Let $(X,d)$ be a metric space, and $\{x_n\}$ be a sequence given by $x:\mathbb{N}\rightarrow X$. Show $\{x_n\}$ converges to $c\in X$ if and only if
$$f:\mathbb{N}\cup\{+\infty\}\rightarrow X \ , f(t):=\begin{cases} x(t) & t\neq +\infty \\ c & t=+\infty \end{cases} $$
is continuous.
We define $\mathbb{N}\cup \{+\infty\}$ as the closure of $\mathbb{N}$ in $\mathbb{R}\cup \{\pm\infty\}$, where the topology on $\mathbb{R}\cup \{\pm\infty\}$ is generated from basis elements of the form $[-\infty,a)$ and $(b,\infty]$, for $a,b\in \mathbb{R}$.
I am not really sure how to approach such a problem. I may want to make use of the fact that if $(X,d_1)$ and $(Y,d_2)$ are metric spaces, then a mapping $f:X\rightarrow Y$ is continuous if and only if, whenever $\lim_{n\to\infty}x_n=c$ for a sequence in $X$, then $f\circ x$ converges in $Y$ with $\lim_{n\to\infty}f(x_n)=f(x)$
I apologize for the lack of work, and would appreciate any help/hints. I do believe this is very trivial, and I am probably over thinking the problem.

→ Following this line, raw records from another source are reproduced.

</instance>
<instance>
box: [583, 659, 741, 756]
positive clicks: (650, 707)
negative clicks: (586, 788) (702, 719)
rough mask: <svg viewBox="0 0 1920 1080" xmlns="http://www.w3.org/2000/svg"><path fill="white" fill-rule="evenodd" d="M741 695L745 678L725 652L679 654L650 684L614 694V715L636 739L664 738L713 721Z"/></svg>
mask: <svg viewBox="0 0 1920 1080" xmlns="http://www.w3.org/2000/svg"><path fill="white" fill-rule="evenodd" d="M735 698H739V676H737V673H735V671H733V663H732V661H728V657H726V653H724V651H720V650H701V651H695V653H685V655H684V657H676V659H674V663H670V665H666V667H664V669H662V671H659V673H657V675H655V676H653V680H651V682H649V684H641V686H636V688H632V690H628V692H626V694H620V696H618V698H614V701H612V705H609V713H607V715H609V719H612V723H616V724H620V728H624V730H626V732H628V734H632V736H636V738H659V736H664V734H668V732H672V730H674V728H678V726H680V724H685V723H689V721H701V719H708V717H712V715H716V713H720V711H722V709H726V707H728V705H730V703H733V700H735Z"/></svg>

Assume x(t) converges to c.
Let U be an open subset of X.
If c not in U, then f$^{-1}$(U) is a subset of N,
thus an open subset of N', the extended integers.
If c in U, then x(t) in U for all t > n for some n.
(n,oo] is open within N'.
Thus as f$^{-1}$(U) is (n,oo] and a finite
number of integers, it is open.
Whereupon f is continuous.
Assume f is continuous. Let V be an open nhood of c.
As f(oo) in V, exists open U nhood oo with f(U) subset V.
Thus some n with (n,oo] subset U. f((n,oo]) subset V.
Whereupon x(t) converges to c.
As this proposition holds for all topological spaces,
it is myoptic to prove it just for metric spaces.